Important: Doses vary by age, weight, kidney function, and local protocols. These are typical examples—not personal medical advice.

1. ACE inhibitor (e.g., Enalapril)
   Class: RAAS blocker. Dose: often 0.1–0.5 mg/kg/day in children (max per label), or adult 5–20 mg/day, titrated.
   Purpose: control blood pressure; reduce glomerular pressure.
   Mechanism: blocks angiotensin-converting enzyme → dilates efferent arteriole → lowers intraglomerular pressure and slows protein-related damage (even if proteinuria is mild).
   Side effects: cough, rise in creatinine at start, high potassium, dizziness; avoid in dehydration.

2. ARB (e.g., Losartan)
   Class: RAAS blocker. Dose: child 0.7–1.4 mg/kg/day; adult 25–100 mg/day.
   Purpose: alternative to ACEi or add-on if ACE cough.
   Mechanism: blocks AT1 receptor; similar kidney protection.
   Side effects: hyperkalemia, dizziness; monitor labs.

3. Long-acting calcium channel blocker (e.g., Amlodipine)
   Class: Dihydropyridine CCB. Dose: child 0.05–0.3 mg/kg/day; adult 5–10 mg/day.
   Purpose: blood-pressure control when RAAS alone is not enough.
   Mechanism: vasodilation by blocking L-type calcium channels in vessels.
   Side effects: ankle edema, flushing, headache.

4. Loop diuretic (e.g., Furosemide)
   Class: Diuretic.
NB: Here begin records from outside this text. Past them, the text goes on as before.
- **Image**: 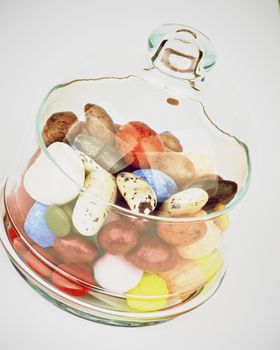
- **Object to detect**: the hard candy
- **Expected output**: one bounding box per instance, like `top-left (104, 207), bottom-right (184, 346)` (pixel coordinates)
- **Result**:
top-left (51, 264), bottom-right (94, 297)
top-left (53, 235), bottom-right (98, 264)
top-left (177, 221), bottom-right (222, 259)
top-left (24, 202), bottom-right (56, 248)
top-left (133, 169), bottom-right (178, 202)
top-left (97, 220), bottom-right (139, 255)
top-left (24, 142), bottom-right (85, 205)
top-left (158, 188), bottom-right (208, 217)
top-left (116, 122), bottom-right (164, 168)
top-left (125, 272), bottom-right (169, 312)
top-left (93, 254), bottom-right (143, 293)
top-left (127, 236), bottom-right (177, 273)
top-left (45, 205), bottom-right (72, 237)
top-left (117, 172), bottom-right (157, 215)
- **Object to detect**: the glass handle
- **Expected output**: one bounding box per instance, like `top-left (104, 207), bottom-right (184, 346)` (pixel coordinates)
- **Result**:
top-left (148, 24), bottom-right (216, 83)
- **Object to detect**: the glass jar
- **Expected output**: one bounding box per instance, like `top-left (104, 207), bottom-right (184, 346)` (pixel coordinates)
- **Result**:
top-left (0, 24), bottom-right (250, 326)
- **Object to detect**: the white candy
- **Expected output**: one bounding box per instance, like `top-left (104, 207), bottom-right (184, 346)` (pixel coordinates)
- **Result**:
top-left (159, 188), bottom-right (208, 217)
top-left (177, 221), bottom-right (222, 259)
top-left (117, 172), bottom-right (157, 215)
top-left (24, 142), bottom-right (85, 205)
top-left (72, 168), bottom-right (117, 236)
top-left (93, 254), bottom-right (143, 293)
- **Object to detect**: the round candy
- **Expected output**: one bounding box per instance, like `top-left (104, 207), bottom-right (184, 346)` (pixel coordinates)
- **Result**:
top-left (51, 264), bottom-right (94, 297)
top-left (134, 169), bottom-right (178, 202)
top-left (53, 235), bottom-right (98, 264)
top-left (125, 272), bottom-right (169, 312)
top-left (157, 221), bottom-right (207, 246)
top-left (177, 221), bottom-right (222, 259)
top-left (127, 236), bottom-right (177, 272)
top-left (93, 253), bottom-right (143, 293)
top-left (45, 205), bottom-right (72, 237)
top-left (24, 142), bottom-right (85, 205)
top-left (24, 202), bottom-right (56, 248)
top-left (98, 220), bottom-right (139, 255)
top-left (116, 122), bottom-right (164, 168)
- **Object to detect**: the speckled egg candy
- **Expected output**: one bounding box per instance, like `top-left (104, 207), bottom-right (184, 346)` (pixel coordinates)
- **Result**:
top-left (24, 202), bottom-right (56, 248)
top-left (93, 254), bottom-right (143, 293)
top-left (134, 169), bottom-right (178, 202)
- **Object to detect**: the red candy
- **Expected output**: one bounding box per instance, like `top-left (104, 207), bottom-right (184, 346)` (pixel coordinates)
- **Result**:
top-left (116, 122), bottom-right (164, 168)
top-left (51, 264), bottom-right (94, 297)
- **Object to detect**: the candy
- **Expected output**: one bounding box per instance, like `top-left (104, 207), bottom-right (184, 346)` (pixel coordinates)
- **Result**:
top-left (24, 202), bottom-right (56, 248)
top-left (177, 221), bottom-right (222, 259)
top-left (116, 122), bottom-right (164, 168)
top-left (117, 172), bottom-right (157, 215)
top-left (158, 188), bottom-right (208, 217)
top-left (159, 131), bottom-right (183, 152)
top-left (133, 169), bottom-right (177, 202)
top-left (213, 203), bottom-right (230, 231)
top-left (151, 152), bottom-right (195, 189)
top-left (45, 205), bottom-right (72, 237)
top-left (160, 259), bottom-right (206, 298)
top-left (97, 220), bottom-right (139, 255)
top-left (186, 175), bottom-right (237, 209)
top-left (125, 272), bottom-right (169, 312)
top-left (84, 103), bottom-right (116, 145)
top-left (127, 236), bottom-right (177, 272)
top-left (51, 264), bottom-right (94, 297)
top-left (72, 169), bottom-right (117, 236)
top-left (157, 221), bottom-right (207, 246)
top-left (42, 112), bottom-right (78, 146)
top-left (73, 134), bottom-right (127, 173)
top-left (93, 253), bottom-right (143, 293)
top-left (24, 142), bottom-right (85, 205)
top-left (53, 235), bottom-right (98, 264)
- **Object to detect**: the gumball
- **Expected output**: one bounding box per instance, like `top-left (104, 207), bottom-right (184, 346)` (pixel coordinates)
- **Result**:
top-left (51, 264), bottom-right (94, 297)
top-left (53, 235), bottom-right (98, 264)
top-left (127, 236), bottom-right (177, 272)
top-left (24, 202), bottom-right (56, 248)
top-left (97, 220), bottom-right (139, 255)
top-left (125, 272), bottom-right (169, 312)
top-left (93, 253), bottom-right (143, 293)
top-left (116, 122), bottom-right (164, 168)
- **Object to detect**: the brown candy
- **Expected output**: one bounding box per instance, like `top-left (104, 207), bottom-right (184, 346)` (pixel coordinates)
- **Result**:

Dose: individualized; often 0.5–2 mg/kg/dose; adult 20–80 mg/day+, adjust.
   Purpose: edema relief and blood-pressure aid when GFR falls.
   Mechanism: blocks Na-K-2Cl in Henle loop → diuresis.
   Side effects: dehydration, low potassium/sodium, ototoxicity at high doses.
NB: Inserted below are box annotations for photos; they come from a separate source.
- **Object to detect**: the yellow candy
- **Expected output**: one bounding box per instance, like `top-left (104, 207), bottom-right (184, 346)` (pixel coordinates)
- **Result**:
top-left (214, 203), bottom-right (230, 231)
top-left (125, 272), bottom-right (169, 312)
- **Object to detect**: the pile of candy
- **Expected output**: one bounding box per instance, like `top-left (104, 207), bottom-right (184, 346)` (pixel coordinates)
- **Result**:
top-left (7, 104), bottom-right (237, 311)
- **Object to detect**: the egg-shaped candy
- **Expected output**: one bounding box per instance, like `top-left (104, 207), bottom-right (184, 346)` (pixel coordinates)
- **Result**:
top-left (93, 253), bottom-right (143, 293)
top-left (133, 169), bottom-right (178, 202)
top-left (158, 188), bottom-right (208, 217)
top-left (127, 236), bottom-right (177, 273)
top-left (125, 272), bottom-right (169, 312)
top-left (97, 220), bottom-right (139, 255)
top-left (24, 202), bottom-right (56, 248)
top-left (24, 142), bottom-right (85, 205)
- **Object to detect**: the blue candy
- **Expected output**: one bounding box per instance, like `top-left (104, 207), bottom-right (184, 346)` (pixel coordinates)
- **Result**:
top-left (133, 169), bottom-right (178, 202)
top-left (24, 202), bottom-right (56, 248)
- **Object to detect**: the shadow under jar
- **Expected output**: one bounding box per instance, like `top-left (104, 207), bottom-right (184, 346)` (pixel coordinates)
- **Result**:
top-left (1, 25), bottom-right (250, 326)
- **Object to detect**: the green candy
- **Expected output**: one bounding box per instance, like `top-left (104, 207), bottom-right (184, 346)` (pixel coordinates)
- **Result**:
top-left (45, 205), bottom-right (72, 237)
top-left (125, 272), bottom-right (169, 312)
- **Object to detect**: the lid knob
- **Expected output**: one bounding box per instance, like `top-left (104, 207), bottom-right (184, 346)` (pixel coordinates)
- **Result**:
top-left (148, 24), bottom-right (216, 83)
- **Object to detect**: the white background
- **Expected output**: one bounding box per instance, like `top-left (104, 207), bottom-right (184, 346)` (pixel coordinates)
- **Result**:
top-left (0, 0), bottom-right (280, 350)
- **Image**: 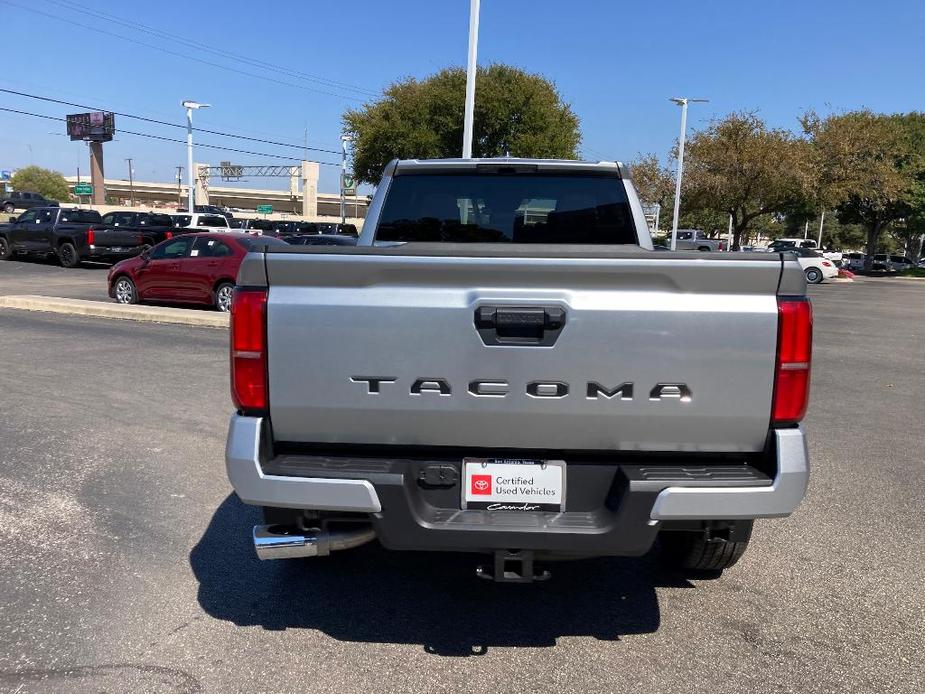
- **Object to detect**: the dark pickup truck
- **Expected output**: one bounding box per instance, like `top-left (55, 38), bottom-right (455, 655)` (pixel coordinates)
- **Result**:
top-left (0, 207), bottom-right (145, 267)
top-left (103, 210), bottom-right (179, 246)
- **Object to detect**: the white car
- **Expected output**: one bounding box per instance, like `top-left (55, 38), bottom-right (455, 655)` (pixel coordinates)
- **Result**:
top-left (842, 252), bottom-right (867, 272)
top-left (768, 238), bottom-right (842, 266)
top-left (787, 248), bottom-right (838, 284)
top-left (170, 212), bottom-right (232, 231)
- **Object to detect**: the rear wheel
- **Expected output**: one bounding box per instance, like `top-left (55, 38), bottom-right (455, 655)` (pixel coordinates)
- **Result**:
top-left (806, 267), bottom-right (822, 284)
top-left (658, 521), bottom-right (753, 571)
top-left (58, 242), bottom-right (80, 268)
top-left (113, 275), bottom-right (138, 304)
top-left (215, 282), bottom-right (234, 313)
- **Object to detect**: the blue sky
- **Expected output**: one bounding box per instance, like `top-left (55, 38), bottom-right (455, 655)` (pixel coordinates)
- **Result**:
top-left (0, 0), bottom-right (925, 192)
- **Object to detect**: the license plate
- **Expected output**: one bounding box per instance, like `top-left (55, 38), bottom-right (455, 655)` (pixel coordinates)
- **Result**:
top-left (462, 458), bottom-right (565, 512)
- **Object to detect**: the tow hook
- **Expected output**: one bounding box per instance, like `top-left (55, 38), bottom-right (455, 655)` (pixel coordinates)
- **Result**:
top-left (475, 549), bottom-right (552, 583)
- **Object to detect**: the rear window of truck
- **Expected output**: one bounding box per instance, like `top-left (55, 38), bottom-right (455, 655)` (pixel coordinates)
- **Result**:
top-left (196, 216), bottom-right (228, 227)
top-left (61, 210), bottom-right (103, 224)
top-left (376, 174), bottom-right (637, 244)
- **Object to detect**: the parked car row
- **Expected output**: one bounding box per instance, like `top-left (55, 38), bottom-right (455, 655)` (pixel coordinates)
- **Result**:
top-left (0, 207), bottom-right (146, 268)
top-left (107, 231), bottom-right (356, 311)
top-left (0, 205), bottom-right (357, 268)
top-left (0, 190), bottom-right (59, 214)
top-left (843, 253), bottom-right (925, 272)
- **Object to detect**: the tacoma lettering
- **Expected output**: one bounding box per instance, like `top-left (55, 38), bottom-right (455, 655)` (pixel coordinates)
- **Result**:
top-left (350, 376), bottom-right (693, 402)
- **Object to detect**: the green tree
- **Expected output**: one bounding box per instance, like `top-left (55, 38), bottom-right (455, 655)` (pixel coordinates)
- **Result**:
top-left (10, 166), bottom-right (71, 202)
top-left (801, 111), bottom-right (925, 262)
top-left (343, 64), bottom-right (581, 183)
top-left (682, 112), bottom-right (812, 250)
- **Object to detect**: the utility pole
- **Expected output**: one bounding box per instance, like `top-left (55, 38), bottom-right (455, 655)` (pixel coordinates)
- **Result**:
top-left (340, 135), bottom-right (350, 224)
top-left (125, 157), bottom-right (135, 207)
top-left (181, 100), bottom-right (209, 214)
top-left (669, 96), bottom-right (709, 251)
top-left (463, 0), bottom-right (479, 159)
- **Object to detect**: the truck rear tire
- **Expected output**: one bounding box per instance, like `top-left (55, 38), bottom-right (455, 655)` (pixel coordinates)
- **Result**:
top-left (58, 242), bottom-right (80, 268)
top-left (658, 521), bottom-right (754, 571)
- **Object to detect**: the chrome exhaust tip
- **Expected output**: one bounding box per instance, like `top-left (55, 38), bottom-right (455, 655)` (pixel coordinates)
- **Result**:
top-left (254, 525), bottom-right (327, 560)
top-left (254, 525), bottom-right (376, 560)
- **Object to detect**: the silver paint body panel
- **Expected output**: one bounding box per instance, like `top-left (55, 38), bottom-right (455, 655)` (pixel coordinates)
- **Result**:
top-left (266, 253), bottom-right (782, 452)
top-left (651, 427), bottom-right (809, 520)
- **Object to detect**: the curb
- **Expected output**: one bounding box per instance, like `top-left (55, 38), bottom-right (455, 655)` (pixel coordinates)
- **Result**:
top-left (0, 294), bottom-right (230, 328)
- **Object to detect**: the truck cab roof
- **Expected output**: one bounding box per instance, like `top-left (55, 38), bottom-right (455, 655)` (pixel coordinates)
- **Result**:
top-left (384, 157), bottom-right (629, 178)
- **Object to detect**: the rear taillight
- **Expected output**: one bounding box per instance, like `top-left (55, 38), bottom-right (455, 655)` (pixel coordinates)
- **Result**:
top-left (772, 297), bottom-right (813, 426)
top-left (231, 288), bottom-right (268, 414)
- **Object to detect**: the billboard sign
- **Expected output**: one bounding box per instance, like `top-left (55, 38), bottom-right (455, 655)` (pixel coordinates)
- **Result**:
top-left (67, 111), bottom-right (116, 142)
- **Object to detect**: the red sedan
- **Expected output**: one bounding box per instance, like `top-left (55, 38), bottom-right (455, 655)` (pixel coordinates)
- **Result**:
top-left (109, 232), bottom-right (288, 311)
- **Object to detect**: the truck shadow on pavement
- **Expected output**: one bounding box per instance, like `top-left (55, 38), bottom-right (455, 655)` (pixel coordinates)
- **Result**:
top-left (190, 494), bottom-right (692, 656)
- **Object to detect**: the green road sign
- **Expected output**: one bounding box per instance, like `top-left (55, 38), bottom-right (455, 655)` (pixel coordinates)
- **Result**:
top-left (340, 174), bottom-right (357, 195)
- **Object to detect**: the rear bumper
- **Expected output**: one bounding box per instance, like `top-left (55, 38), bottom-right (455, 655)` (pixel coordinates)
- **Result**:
top-left (80, 246), bottom-right (144, 260)
top-left (226, 415), bottom-right (809, 555)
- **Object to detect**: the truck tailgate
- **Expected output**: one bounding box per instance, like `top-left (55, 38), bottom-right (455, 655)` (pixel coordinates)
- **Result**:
top-left (266, 245), bottom-right (782, 452)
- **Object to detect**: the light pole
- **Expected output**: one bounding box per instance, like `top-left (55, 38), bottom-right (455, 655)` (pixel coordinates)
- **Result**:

5. Sodium bicarbonate (oral)
   Class: Alkali therapy. Dose: often 0.5–1 mEq/kg/day divided; titrate to serum bicarbonate ~22–26 mEq/L.
   Purpose: fix metabolic acidosis.
   Mechanism: buffers acid → less muscle breakdown and better bone health.
   Side effects: bloating, sodium load (watch BP/edema).

6. Erythropoiesis-stimulating agent (e.g., Epoetin alfa or Darbepoetin)
   Class: ESA. Dose: weight-based SC every 1–4 weeks; target hemoglobin per pediatric/renal guidelines.
   Purpose: treat CKD anemia when iron is adequate.
   Mechanism: stimulates red-cell production in marrow.
   Side effects: hypertension, headache; rare thrombosis if over-corrected.
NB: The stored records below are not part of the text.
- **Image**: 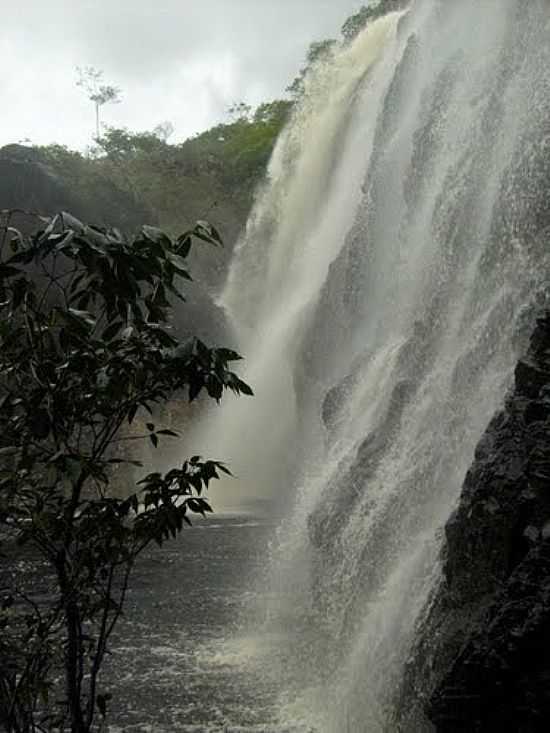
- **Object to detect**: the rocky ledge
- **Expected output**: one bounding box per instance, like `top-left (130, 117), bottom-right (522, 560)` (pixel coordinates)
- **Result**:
top-left (402, 313), bottom-right (550, 733)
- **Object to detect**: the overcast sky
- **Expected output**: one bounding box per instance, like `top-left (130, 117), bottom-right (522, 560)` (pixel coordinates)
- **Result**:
top-left (0, 0), bottom-right (365, 148)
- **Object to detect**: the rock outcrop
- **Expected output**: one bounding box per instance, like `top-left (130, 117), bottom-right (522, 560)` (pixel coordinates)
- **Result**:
top-left (400, 313), bottom-right (550, 733)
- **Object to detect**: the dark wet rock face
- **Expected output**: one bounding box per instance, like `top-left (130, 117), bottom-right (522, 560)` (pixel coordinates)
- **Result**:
top-left (401, 313), bottom-right (550, 733)
top-left (0, 144), bottom-right (156, 232)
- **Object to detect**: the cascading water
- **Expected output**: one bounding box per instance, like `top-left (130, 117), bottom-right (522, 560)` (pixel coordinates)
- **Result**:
top-left (183, 0), bottom-right (550, 733)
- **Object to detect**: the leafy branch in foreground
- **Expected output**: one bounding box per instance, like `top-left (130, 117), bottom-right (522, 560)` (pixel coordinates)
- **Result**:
top-left (0, 212), bottom-right (252, 733)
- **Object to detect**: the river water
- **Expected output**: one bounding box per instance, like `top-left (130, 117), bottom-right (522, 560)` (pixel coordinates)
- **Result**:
top-left (108, 516), bottom-right (307, 733)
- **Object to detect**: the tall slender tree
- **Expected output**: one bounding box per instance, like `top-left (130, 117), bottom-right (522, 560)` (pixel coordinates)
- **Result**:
top-left (76, 66), bottom-right (120, 140)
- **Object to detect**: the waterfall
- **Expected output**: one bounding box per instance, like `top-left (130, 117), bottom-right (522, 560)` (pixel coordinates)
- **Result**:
top-left (184, 0), bottom-right (550, 733)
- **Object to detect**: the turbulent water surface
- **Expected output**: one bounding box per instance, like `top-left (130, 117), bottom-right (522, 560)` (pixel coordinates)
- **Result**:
top-left (121, 0), bottom-right (550, 733)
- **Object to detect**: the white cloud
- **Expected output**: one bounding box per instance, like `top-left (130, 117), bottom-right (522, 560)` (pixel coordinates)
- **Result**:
top-left (0, 0), bottom-right (361, 148)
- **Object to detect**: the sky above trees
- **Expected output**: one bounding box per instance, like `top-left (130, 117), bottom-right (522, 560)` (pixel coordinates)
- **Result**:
top-left (0, 0), bottom-right (364, 149)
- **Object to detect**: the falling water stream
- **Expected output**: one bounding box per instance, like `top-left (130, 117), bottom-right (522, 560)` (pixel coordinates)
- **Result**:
top-left (170, 0), bottom-right (550, 733)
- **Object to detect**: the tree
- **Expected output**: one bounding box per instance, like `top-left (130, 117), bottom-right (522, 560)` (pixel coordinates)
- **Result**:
top-left (76, 66), bottom-right (120, 139)
top-left (286, 38), bottom-right (337, 98)
top-left (0, 212), bottom-right (252, 733)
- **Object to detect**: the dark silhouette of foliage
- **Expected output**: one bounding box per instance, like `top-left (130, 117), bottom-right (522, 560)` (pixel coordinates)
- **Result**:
top-left (0, 212), bottom-right (252, 733)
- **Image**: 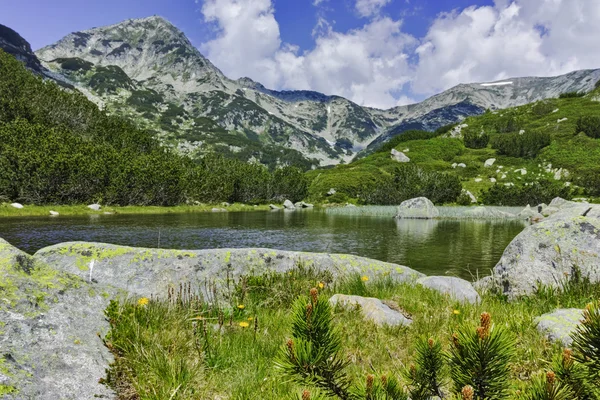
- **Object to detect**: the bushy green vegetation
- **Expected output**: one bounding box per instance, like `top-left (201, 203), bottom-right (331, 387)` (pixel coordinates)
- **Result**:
top-left (0, 51), bottom-right (307, 206)
top-left (492, 132), bottom-right (552, 158)
top-left (105, 265), bottom-right (600, 400)
top-left (481, 180), bottom-right (573, 206)
top-left (308, 81), bottom-right (600, 206)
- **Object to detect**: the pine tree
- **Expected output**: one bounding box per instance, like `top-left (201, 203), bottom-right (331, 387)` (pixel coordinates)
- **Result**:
top-left (449, 313), bottom-right (514, 400)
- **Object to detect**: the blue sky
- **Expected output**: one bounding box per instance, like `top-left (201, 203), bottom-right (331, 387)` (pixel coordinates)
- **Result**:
top-left (0, 0), bottom-right (600, 108)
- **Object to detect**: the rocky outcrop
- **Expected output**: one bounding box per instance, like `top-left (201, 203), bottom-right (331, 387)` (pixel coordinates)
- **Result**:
top-left (492, 199), bottom-right (600, 298)
top-left (35, 242), bottom-right (424, 296)
top-left (0, 239), bottom-right (117, 400)
top-left (329, 294), bottom-right (412, 326)
top-left (395, 197), bottom-right (440, 219)
top-left (417, 276), bottom-right (480, 304)
top-left (535, 308), bottom-right (583, 347)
7. Iron therapy (oral or IV)
   Class: Mineral supplement/medication. Dose: oral elemental iron ~2–3 mg/kg/day in children; IV per protocols.
   Purpose: support ESA and fix iron deficiency.
   Mechanism: supplies iron for hemoglobin.
   Side effects: GI upset (oral), allergy risk (IV), constipation.

8. Active vitamin D analog (e.g., Calcitriol) or nutritional vitamin D (cholecalciferol by stage)
   Class: Vitamin/hormone. Dose: small mcg doses of calcitriol under close monitoring; cholecalciferol per deficiency.
   Purpose: manage secondary hyperparathyroidism and bone health.
   Mechanism: improves calcium absorption; suppresses PTH.
   Side effects: high calcium/phosphate → vascular calcification if overdone.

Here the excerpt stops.